Core Idea of this paper: Since short-term and long-term predictions require different capabilities, why not train these capabilities progressively in stages?
Method¶
Overall Architecture¶
The PPT framework consists of three progressive training stages and a Transformer backbone model:
- Stage I - Step-by-step next-position prediction: Learn short-term dynamics
- Stage II - Jump-step destination prediction: Learn long-range dependencies
- Stage III - Complete trajectory prediction: Leverage knowledge from the first two stages to complete the final task
Each stage uses the same architecture but progressively enhances its capabilities, using cross-task knowledge distillation to prevent forgetting.
Key Designs¶
Task-I: Step-by-step next-position prediction - Randomly sample a subsequence \(\mathcal{S}^{T_1:T_{t-1}}\) from the complete trajectory \(\mathcal{S}^{T_1:T_e}\), and predict the next position \(\mathcal{S}^{T_t}\). - Utilize causal self-attention masks to achieve parallel processing of multiple random subsequences in a single forward pass, improving training efficiency. - Inputs of arbitrary lengths enable the model to comprehensively understand local motion patterns in the trajectory.
Task-II: Jump-step destination prediction - Input the observed trajectory \(\mathcal{S}^{T_1:T_h}\), and predict the destination of the entire trajectory \(\mathcal{S}^{T_e}\). - Since there is no position input at time \(T_{e-1}\), a learnable prompt embedding is appended to the observed sequence, assigned with the positional encoding of \(T_{e-1}\), to achieve "jump-step" prediction. - Predict K=20 candidate destinations, using a precision loss + diversity loss:
Task-III: Complete trajectory prediction - Copy the trained Task-II model \(\theta_{II}\) as both the destination predictor and the trajectory predictor. - The destination predictor generates K candidate destinations; the destination closest to the ground truth (GT) is input into the trajectory predictor. - The input to the trajectory predictor consists of three parts: observed trajectory + learnable prompt embeddings (representing future intermediate positions) + pseudo-destination. - Outputs all future positions in a non-autoregressive, parallel fashion.

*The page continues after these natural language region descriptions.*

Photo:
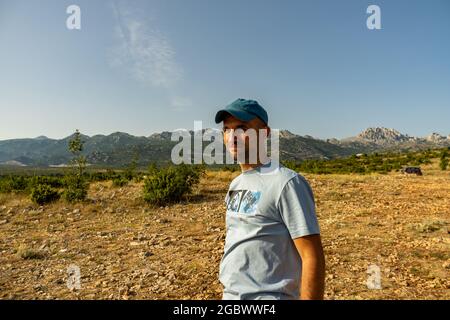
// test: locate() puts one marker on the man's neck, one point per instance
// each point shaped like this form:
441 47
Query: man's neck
250 166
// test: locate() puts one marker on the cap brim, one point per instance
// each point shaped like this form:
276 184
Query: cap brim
241 115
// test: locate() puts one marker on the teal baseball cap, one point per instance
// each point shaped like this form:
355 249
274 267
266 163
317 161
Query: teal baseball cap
244 110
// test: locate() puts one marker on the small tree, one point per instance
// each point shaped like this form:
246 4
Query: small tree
76 185
444 160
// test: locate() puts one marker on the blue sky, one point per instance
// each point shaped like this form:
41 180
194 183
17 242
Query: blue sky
148 66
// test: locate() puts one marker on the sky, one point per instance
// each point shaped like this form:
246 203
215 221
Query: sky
148 66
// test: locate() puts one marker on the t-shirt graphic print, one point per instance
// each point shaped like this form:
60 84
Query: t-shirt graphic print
243 201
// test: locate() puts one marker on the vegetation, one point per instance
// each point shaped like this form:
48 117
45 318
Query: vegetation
443 164
171 184
76 185
44 193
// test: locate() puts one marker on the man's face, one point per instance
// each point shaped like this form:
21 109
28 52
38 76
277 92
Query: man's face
236 134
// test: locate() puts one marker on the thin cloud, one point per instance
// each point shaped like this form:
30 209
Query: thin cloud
143 51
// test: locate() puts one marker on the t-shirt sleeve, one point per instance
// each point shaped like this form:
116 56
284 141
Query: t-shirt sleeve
297 208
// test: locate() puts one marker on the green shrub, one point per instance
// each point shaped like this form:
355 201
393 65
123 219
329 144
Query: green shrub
76 188
43 193
13 184
54 182
171 184
120 181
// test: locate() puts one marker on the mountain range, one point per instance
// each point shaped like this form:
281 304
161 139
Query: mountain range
119 148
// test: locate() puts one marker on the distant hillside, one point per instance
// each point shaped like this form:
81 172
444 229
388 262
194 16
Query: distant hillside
119 148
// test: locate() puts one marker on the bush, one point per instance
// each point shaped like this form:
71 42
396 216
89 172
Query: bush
13 184
43 193
120 181
171 184
54 182
75 189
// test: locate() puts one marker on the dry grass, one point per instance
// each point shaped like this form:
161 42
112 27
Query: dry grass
126 249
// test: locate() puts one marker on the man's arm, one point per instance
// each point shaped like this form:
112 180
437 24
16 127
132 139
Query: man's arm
313 267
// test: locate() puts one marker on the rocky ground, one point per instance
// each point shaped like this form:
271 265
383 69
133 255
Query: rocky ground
128 250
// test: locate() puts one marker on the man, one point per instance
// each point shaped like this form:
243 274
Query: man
272 248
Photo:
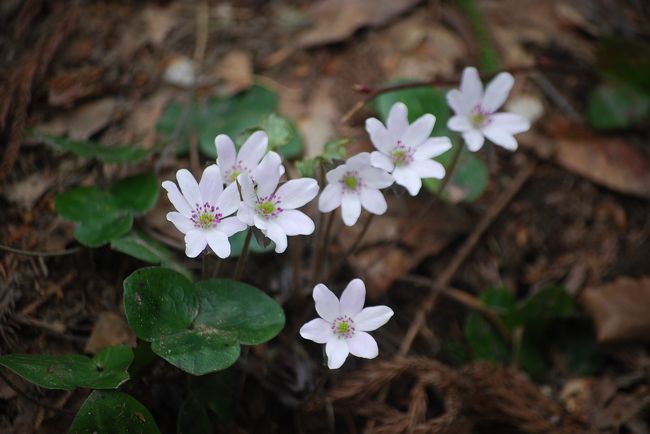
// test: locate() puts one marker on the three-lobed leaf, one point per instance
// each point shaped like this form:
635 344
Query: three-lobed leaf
198 327
107 370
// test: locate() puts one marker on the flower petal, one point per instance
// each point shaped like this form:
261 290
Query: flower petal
350 208
376 178
371 318
195 243
231 225
211 184
181 222
459 123
228 202
500 137
330 198
353 298
419 131
474 140
295 222
428 169
379 135
433 147
363 345
253 150
327 304
510 122
189 187
226 153
317 330
297 192
397 121
267 175
276 234
337 351
373 201
497 92
218 242
408 179
382 161
177 199
471 87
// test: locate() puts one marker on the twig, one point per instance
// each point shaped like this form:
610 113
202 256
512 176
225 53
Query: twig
38 253
31 399
444 279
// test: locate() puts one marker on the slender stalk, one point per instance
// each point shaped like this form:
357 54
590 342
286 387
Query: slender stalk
241 263
322 246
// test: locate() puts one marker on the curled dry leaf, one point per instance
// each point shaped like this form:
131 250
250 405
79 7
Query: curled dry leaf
336 20
620 309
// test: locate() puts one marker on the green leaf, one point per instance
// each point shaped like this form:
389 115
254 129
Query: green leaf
469 180
198 328
616 106
137 193
113 412
107 370
106 154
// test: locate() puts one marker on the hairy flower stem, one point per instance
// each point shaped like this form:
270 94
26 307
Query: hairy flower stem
241 263
322 244
451 169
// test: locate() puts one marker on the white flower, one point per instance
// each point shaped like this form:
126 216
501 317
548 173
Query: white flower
343 325
247 161
272 209
476 116
203 210
353 185
406 150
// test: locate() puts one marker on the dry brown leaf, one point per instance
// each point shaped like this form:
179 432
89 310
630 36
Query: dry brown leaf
109 329
610 162
336 20
400 239
620 309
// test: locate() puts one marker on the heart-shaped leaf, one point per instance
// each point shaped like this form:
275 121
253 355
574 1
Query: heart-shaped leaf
198 327
113 412
107 370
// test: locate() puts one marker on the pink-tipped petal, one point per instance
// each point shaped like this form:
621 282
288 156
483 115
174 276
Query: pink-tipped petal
297 192
371 318
408 179
317 330
337 351
327 304
353 298
379 135
218 242
195 243
181 222
497 92
330 198
419 131
253 149
226 153
363 345
177 199
294 222
373 201
433 147
350 208
474 140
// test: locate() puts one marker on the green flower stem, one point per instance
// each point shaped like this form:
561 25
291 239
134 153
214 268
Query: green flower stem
241 263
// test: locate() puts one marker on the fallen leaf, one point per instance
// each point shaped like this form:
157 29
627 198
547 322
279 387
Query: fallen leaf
620 309
109 329
610 162
236 71
336 20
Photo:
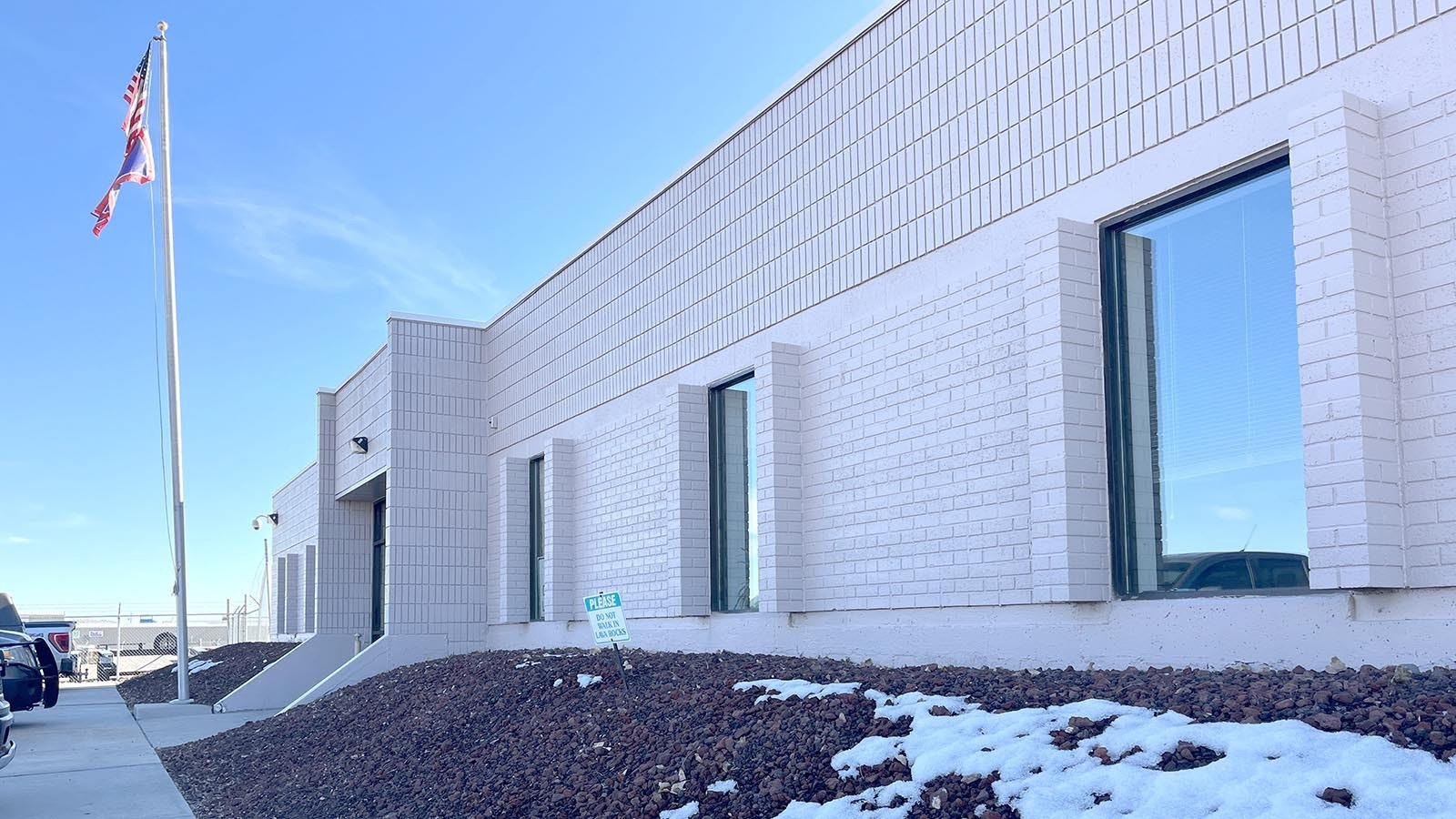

Backbone: Transformer Encoder - 3-layer Transformer encoder, hidden dimension of 128, with 8 attention heads. - The input 2D positions are mapped via an embedding layer and then added to temporal positional encodings. - Outputs the next-frame prediction for each position, obtaining 2D coordinates through a LayerNorm and a linear projector.
Cross-Task Knowledge Distillation: - \(L_{kd}^t\): Trajectory features of the Task-I model guide the Task-III trajectory predictor - \(L_{kd}^d\): Destination features of the Task-II model guide the Task-III destination predictor - Calculate the L2 distance after aligning feature dimensions using linear projections
Loss & Training¶
- Task-I: Next-position prediction loss based on L2 distance
- Task-II: \(L_{Des} = L_{Precision} + \lambda_d L_{Diversity}\), \(\lambda_d = 100\)
- Task-III: \(L_{Traj} = L_{Recon} + \lambda_{kd}^t L_{kd}^t + \lambda_{kd}^d L_{kd}^d\), \(\lambda_{kd}^t = 5\), \(\lambda_{kd}^d = 0.5\)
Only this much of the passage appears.